Agosto hace su agosto y enfría la ciudad como queriendo apretujar en un solo mes todo el invierno que llegó tarde a la ciudad. Enfría y ventea. Ese es el imaginario tradicional del mes de agosto en Lima. Treinta y un días de frío húmedo que cala hasta el tuétano del hueso más difícil de roer y ensalza con mortecina luminosidad gris el cielo que deja ver su alma pobre.
En medio de este gris que afecta el ánimo, Santa Rosa se adueña del final del mes para que la gente le pida que vuelvan a brotar flores en sus vidas, lanzando sus deseos al fondo de un pozo. Enterrando un deseo para que en sus antípodas vuelva a brillar el sol.
Con el día a día de este mes de agosto me encuentro transitando por el puente Armendáriz porque la Costa Verde está cerrada. Esta circunstancia desnuda, en primer lugar, la importancia vital de la Costa Verde como vía expresa, el colapso de las rutas alternas y el siempre mal manejado tema de la comunicación al ciudadano (tarde y pésimo).
Agosto hace otra vez de las suyas y enfría los ánimos y los corazones en esta maraña de autos. Así, en uno de los extremos del puente, un hombrecillo se apoya sobre el barandal y a su costado aguardan tensas las cometas: pavas, barriletes, estrellas. Y el recuerdo vuela por los aires.
José Gálvez, el poeta y cronista de una Lima que en 1943 se iba y se fue, ya registraba la nostalgia por la afición a las cometas.
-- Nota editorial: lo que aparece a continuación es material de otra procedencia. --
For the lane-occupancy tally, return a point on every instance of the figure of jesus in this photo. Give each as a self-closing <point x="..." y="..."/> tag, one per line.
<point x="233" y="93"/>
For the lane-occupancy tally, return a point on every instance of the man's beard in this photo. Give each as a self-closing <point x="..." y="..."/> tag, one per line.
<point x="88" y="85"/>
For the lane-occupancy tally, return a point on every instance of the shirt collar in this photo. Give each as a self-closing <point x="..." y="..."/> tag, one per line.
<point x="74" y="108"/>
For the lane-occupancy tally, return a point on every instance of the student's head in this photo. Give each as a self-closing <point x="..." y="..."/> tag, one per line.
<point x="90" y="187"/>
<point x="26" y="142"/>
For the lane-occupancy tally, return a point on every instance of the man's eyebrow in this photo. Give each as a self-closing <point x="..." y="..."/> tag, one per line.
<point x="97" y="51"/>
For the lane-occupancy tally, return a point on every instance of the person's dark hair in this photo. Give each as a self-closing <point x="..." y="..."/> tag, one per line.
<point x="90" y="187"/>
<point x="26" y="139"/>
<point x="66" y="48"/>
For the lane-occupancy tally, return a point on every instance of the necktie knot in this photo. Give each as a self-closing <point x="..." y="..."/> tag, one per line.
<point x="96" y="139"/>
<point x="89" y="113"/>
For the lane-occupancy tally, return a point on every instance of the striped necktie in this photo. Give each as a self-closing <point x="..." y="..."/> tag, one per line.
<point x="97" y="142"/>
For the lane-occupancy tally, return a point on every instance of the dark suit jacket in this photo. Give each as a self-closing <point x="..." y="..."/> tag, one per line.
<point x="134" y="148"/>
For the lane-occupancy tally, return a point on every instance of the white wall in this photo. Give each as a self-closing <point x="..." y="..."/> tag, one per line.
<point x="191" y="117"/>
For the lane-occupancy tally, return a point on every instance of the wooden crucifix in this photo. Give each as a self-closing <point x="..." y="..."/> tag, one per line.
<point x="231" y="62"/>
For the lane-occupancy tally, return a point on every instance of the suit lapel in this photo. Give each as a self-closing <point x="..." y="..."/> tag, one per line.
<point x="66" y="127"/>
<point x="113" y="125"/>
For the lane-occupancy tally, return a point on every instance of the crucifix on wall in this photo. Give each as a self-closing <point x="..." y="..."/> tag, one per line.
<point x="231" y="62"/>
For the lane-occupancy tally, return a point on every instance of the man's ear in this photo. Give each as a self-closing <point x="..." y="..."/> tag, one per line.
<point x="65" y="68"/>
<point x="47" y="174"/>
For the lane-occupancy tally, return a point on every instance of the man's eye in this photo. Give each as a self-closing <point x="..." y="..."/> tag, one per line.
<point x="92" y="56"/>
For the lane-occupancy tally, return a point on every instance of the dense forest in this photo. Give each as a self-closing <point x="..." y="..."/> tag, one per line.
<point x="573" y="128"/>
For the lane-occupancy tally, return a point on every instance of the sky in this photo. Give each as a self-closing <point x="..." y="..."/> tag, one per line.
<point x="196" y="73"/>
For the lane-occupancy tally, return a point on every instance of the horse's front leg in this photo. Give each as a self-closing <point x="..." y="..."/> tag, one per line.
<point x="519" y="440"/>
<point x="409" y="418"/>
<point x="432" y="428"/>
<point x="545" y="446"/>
Así, recuerda a cometas y cometeros de principios del siglo XX. Costumbres y hábitos que iban a desaparecer como una cometa que, al desprenderse de la mano de un niño, se eleva hasta perderse en el infinito.
De todo eso, los juegos y costumbres asociadas a esta afición lúdica, solo queda el objeto y que, poco a poco, quizás, también, irá desapareciendo, al menos las de manufactura artesanal de sacuaras y papel lustre, de colas de retazos y pabilos firmes. No quedará uso para el engrudo.
Ya no quedan las cometas atrapadas en los cables de luz, y que hacía que Kilowatito nos recordase lo peligroso de volar cometa cerca de los cables de alta tensión.
Ya no quedan las gillettes que se amarraban a la cometa para hacer guerras y batallas encarnizadas llenas de malicia naif, ya no quedan los niños que en las azoteas de viejas casonas volaban sus cometas más altas que ninguna, ya no quedan los bautizos de la cometa del barrio con jarana, pisco y butifarra, cometa que llevaban todos en procesión hacia una de las pampas de la ciudad.
Dicho sea de paso, tampoco quedan pampas en Lima.
Solo queda la cometa que aparece para, presuntuosa, ponerle color al mes más incoloro del año, y que un padre de familia tal vez comprará, llevado por los recuerdos de sus tiempos de libertad, de contacto con el azar de los vientos y del cielo.
El padre se la llevará y cariñosamente la hará de nuevo volar para compartir con su hijo un pedazo de una Lima que se va yendo a ritmo de una cometa que cabecea en el aire y que se vuelve cada vez más terrenal, preocupada por el tráfico y el cemento.
Un frío que mata el niño que alguna vez fuimos.